J’y pensais l’autre jour en allant au jardin. Il fait beau, frais, mais très beau. La terre est un peu sèche, comme elle l’est depuis longtemps, comme elle l’était l’année dernière au même moment. Lorsque nous avons planté des fleurs pour la première fois sur le terrain. Le lendemain de la mort de ma grand-mère. C’était un jour triste, il faisait froid et le ciel était gris. Un an après, le ciel est beau, bleu, la vie va, personne n’est malade, personne n’est mort depuis des mois. Tout va bien. C’est forcément lié.
Ça ne l’est pas. La terre n’est pas cruelle de nous offrir des floraisons, le ciel n’est pas ironique de resplendir comme un mois d’août alors que nous voyons nos proches malades, lutter, mourir. Tout comme ils ne comprennent pas notre tristesse lorsqu’ils nous accompagnent par leur froid et leur pluie. Car pour nous, le temps s’arrête, on ne sait plus quoi faire, quoi dire. On attend les nouvelles, la suite. Mais le monde continue. Celui-ci aura une journée de travail normal, ennuyeuse, l’autre vivra le plus beau jour de sa vie, pour l’un le temps passera trop vite et le dernier trouvera la journée interminable. Les drames et les joies de nos vies ne concernent que nous.
Nous les partageons parfois, parce que l’émotion est trop forte. Mais recevons-nous réellement ce que nous attendons ? On voudrait que le monde entier soit aussi triste que nous, on ne reçoit que des condoléances, sincères (réellement ou pas). Nous imprimons nos émotions, nos pensées, au monde qui nous entoure, mais ce n’est que ça : une impression.
Je pars bien loin. Je me dis que la journée d’hier sera la même que celle de demain.
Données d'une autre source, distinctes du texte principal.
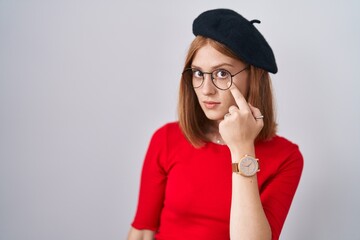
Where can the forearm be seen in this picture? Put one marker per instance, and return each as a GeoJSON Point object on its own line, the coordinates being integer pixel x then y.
{"type": "Point", "coordinates": [135, 234]}
{"type": "Point", "coordinates": [247, 217]}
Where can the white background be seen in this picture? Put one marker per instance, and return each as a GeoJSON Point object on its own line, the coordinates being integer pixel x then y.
{"type": "Point", "coordinates": [83, 85]}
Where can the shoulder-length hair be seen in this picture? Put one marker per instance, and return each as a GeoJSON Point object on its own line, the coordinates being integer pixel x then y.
{"type": "Point", "coordinates": [192, 119]}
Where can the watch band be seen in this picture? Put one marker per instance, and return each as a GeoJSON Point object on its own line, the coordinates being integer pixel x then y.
{"type": "Point", "coordinates": [236, 168]}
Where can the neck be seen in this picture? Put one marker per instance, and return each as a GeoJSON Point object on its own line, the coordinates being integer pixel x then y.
{"type": "Point", "coordinates": [214, 135]}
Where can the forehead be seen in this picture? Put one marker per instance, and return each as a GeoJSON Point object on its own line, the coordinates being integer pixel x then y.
{"type": "Point", "coordinates": [208, 57]}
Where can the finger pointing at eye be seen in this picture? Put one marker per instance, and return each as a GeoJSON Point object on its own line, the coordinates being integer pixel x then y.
{"type": "Point", "coordinates": [239, 98]}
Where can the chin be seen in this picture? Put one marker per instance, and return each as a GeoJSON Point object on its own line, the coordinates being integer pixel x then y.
{"type": "Point", "coordinates": [214, 116]}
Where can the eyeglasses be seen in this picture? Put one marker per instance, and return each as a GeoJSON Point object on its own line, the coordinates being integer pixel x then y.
{"type": "Point", "coordinates": [219, 77]}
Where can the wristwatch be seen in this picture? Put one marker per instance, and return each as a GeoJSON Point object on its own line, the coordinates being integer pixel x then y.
{"type": "Point", "coordinates": [247, 166]}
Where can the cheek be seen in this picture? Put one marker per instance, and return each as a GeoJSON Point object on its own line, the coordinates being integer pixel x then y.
{"type": "Point", "coordinates": [228, 100]}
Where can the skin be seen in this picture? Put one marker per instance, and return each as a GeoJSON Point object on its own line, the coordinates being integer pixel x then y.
{"type": "Point", "coordinates": [238, 130]}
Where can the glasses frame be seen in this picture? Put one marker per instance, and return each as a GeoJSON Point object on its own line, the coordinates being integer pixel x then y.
{"type": "Point", "coordinates": [212, 77]}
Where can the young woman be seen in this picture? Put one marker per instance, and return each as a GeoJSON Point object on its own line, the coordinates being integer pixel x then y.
{"type": "Point", "coordinates": [220, 172]}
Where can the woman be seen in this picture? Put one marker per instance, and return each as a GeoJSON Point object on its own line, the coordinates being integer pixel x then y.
{"type": "Point", "coordinates": [201, 177]}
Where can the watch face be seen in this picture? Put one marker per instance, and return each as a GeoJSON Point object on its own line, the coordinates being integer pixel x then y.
{"type": "Point", "coordinates": [248, 166]}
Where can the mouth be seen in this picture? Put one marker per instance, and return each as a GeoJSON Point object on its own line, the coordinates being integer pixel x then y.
{"type": "Point", "coordinates": [211, 104]}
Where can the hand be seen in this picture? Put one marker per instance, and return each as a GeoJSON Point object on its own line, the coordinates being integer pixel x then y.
{"type": "Point", "coordinates": [239, 127]}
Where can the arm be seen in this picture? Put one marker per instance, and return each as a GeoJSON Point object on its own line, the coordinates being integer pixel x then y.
{"type": "Point", "coordinates": [239, 130]}
{"type": "Point", "coordinates": [135, 234]}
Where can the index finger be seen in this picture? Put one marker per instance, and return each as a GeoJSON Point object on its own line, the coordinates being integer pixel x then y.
{"type": "Point", "coordinates": [239, 98]}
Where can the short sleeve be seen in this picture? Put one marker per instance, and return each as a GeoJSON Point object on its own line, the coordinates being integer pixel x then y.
{"type": "Point", "coordinates": [277, 194]}
{"type": "Point", "coordinates": [152, 184]}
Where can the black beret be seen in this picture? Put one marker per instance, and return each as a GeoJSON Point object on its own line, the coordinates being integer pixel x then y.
{"type": "Point", "coordinates": [238, 34]}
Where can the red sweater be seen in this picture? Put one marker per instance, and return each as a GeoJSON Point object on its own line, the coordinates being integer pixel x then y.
{"type": "Point", "coordinates": [185, 193]}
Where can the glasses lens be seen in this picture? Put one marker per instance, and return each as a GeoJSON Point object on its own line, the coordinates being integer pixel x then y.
{"type": "Point", "coordinates": [221, 79]}
{"type": "Point", "coordinates": [197, 78]}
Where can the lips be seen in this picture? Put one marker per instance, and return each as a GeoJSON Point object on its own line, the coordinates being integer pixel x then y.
{"type": "Point", "coordinates": [211, 104]}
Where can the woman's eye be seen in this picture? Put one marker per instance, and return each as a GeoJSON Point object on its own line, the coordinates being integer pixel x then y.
{"type": "Point", "coordinates": [197, 74]}
{"type": "Point", "coordinates": [222, 74]}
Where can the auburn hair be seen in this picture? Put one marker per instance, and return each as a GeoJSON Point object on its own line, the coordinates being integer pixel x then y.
{"type": "Point", "coordinates": [192, 119]}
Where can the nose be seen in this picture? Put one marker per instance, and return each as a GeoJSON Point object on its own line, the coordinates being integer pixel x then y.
{"type": "Point", "coordinates": [208, 87]}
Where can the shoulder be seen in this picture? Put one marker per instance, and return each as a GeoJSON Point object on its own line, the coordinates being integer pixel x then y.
{"type": "Point", "coordinates": [169, 132]}
{"type": "Point", "coordinates": [171, 128]}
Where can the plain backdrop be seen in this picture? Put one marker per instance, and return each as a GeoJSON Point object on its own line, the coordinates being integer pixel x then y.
{"type": "Point", "coordinates": [84, 84]}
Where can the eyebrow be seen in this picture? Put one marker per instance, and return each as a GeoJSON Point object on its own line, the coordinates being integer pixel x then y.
{"type": "Point", "coordinates": [216, 66]}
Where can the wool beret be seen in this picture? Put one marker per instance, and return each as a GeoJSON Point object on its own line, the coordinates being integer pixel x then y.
{"type": "Point", "coordinates": [238, 34]}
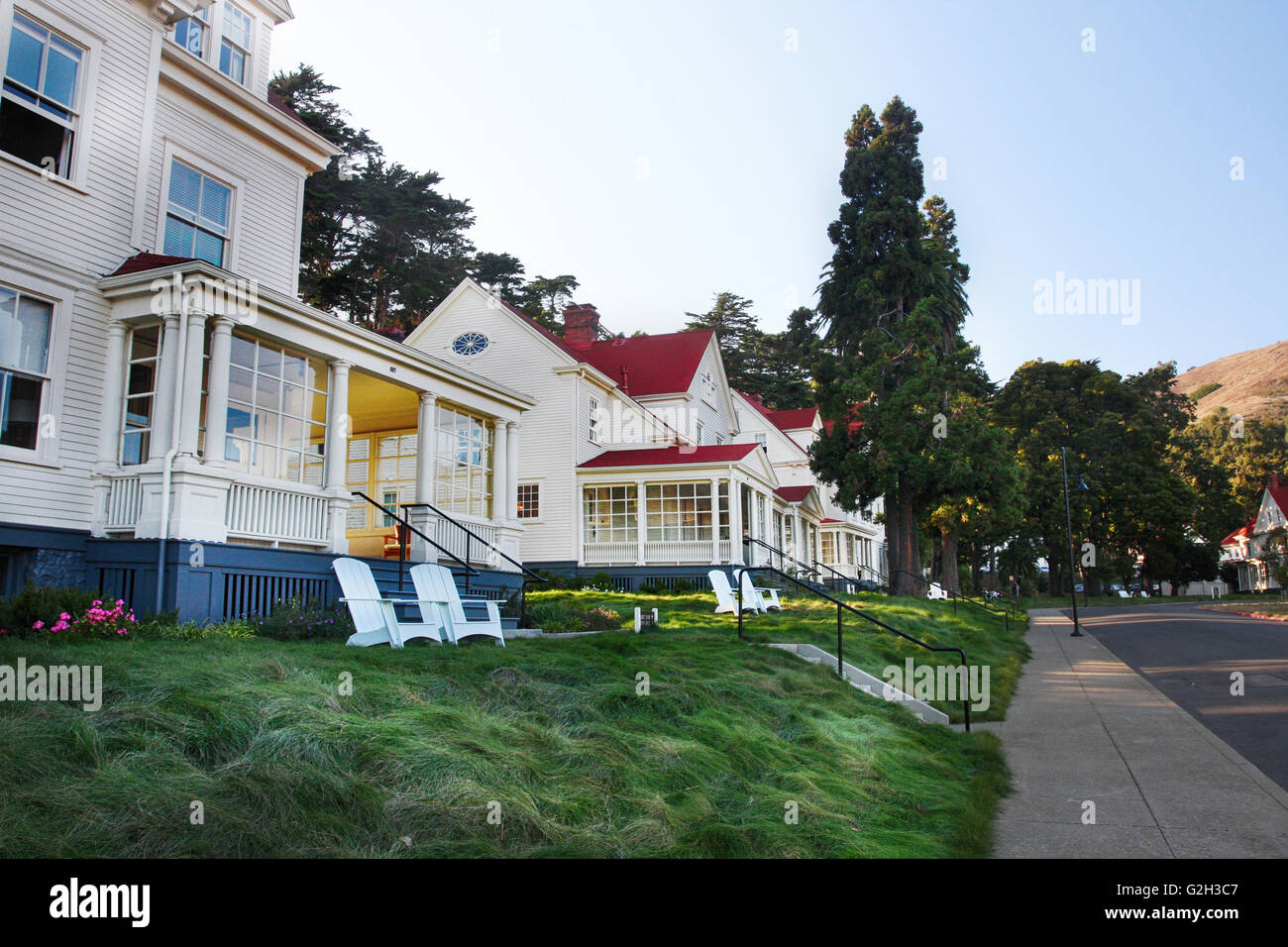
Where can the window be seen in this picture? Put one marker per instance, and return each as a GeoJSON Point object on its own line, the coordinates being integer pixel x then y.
{"type": "Point", "coordinates": [191, 33]}
{"type": "Point", "coordinates": [395, 471]}
{"type": "Point", "coordinates": [141, 381]}
{"type": "Point", "coordinates": [529, 501]}
{"type": "Point", "coordinates": [610, 514]}
{"type": "Point", "coordinates": [197, 215]}
{"type": "Point", "coordinates": [39, 103]}
{"type": "Point", "coordinates": [463, 463]}
{"type": "Point", "coordinates": [682, 512]}
{"type": "Point", "coordinates": [235, 50]}
{"type": "Point", "coordinates": [275, 411]}
{"type": "Point", "coordinates": [25, 325]}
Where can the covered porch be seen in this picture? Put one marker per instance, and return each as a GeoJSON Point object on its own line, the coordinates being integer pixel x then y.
{"type": "Point", "coordinates": [674, 506]}
{"type": "Point", "coordinates": [237, 415]}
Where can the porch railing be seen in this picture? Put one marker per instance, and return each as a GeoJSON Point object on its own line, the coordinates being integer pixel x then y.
{"type": "Point", "coordinates": [273, 513]}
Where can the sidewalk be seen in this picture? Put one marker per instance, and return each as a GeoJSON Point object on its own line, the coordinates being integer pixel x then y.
{"type": "Point", "coordinates": [1083, 725]}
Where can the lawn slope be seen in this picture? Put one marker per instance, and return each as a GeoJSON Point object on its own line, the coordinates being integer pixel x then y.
{"type": "Point", "coordinates": [553, 735]}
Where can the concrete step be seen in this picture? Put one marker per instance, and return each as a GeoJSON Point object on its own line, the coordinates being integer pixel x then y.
{"type": "Point", "coordinates": [867, 684]}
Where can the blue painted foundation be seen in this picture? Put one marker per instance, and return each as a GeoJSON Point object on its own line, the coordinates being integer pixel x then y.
{"type": "Point", "coordinates": [207, 581]}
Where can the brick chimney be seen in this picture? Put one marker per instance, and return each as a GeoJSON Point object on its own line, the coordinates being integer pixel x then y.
{"type": "Point", "coordinates": [581, 325]}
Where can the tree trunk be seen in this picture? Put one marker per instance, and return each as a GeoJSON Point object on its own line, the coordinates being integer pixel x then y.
{"type": "Point", "coordinates": [906, 539]}
{"type": "Point", "coordinates": [948, 562]}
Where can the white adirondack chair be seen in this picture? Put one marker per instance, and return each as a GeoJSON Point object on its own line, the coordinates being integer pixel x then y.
{"type": "Point", "coordinates": [725, 598]}
{"type": "Point", "coordinates": [375, 620]}
{"type": "Point", "coordinates": [760, 598]}
{"type": "Point", "coordinates": [437, 583]}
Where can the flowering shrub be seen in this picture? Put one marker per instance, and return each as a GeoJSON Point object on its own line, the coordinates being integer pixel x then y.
{"type": "Point", "coordinates": [111, 621]}
{"type": "Point", "coordinates": [295, 620]}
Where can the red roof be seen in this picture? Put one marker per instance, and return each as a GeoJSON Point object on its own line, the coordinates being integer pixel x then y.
{"type": "Point", "coordinates": [795, 419]}
{"type": "Point", "coordinates": [648, 365]}
{"type": "Point", "coordinates": [794, 493]}
{"type": "Point", "coordinates": [1241, 532]}
{"type": "Point", "coordinates": [674, 455]}
{"type": "Point", "coordinates": [141, 263]}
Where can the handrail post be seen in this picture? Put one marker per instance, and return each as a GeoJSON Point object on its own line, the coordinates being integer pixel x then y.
{"type": "Point", "coordinates": [737, 578]}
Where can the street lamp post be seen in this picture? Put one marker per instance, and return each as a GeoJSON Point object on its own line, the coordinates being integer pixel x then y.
{"type": "Point", "coordinates": [1068, 525]}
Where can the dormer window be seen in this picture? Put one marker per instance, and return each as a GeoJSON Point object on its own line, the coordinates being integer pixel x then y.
{"type": "Point", "coordinates": [220, 35]}
{"type": "Point", "coordinates": [235, 50]}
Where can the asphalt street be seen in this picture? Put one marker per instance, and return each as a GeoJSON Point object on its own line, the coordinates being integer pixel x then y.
{"type": "Point", "coordinates": [1190, 654]}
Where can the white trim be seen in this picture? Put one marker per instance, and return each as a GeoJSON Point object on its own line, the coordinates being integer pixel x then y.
{"type": "Point", "coordinates": [48, 451]}
{"type": "Point", "coordinates": [86, 77]}
{"type": "Point", "coordinates": [178, 153]}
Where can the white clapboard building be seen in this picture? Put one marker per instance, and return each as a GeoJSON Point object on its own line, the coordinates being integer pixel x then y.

Que j’ai de la chance, que la maladie est bien loin. Dans ces conditions, oui, revenir à la normale semble ce qu’il faut faire. Mais je viens d’apprendre que derrière chez moi, quatre personnes sont mortes, emportées en quelques jours. Des gens que je n’ai jamais vu, jamais croisés, dont les noms ne m’évoquent rien. La maladie s’est rapprochée. Bien sûr, je n’en ai pas peur. Je me protège, je reste chez moi, je tourne en rond et me dit que retourner travailler serait certainement plus utile. Et il me faut un effort énorme pour comprendre que ce n’est pas le cas.
Je n’ai jamais été jusqu’au bout de La Peste de Camus. Je me souviens juste qu’il décrit des rues vides où tout semble s’être arrêté. Puis qu’au bout d’un moment, les gens, habitués, se sont remis à vivre normalement parce que la maladie n’était pas visible, que n’ayant pas été touché, on n’en avait plus peur. C’est peut-être une réinvention, je ne l’ai lu qu’une fois, d’un œil distrait, il y a longtemps. Mais j’ai l’impression qu’on en est là : la lassitude, le manque d’ennemi clairement identifiable (les terroristes, les pédophiles, le grand méchant loup), on se lasse de cette histoire et on retombe dans nos habitudes et nos travers. Car on ne peut pas avoir tout le temps peur, on veut résister, on veut continuer à vivre et qu’on ne vit vraiment que lorsqu’on a repris ses habitudes, rassurantes. Parce que nos esprits, paresseux, se refusent à accepter qu’en restant enfermés, qu’en respectant des gestes trop simples, on puisse vaincre. Il nous faut de l’action, du sensationnel, comme dans les romans ou les films. Or, tout n’est que banalité. Et le plus dur est là : lutter sans cesse contre soi-même pour ne pas retomber dans les habitudes d’une vie normale où la maladie n’existerait plus, oubliée. Et accepter qu’en ne faisant rien, on fait quand même quelque chose.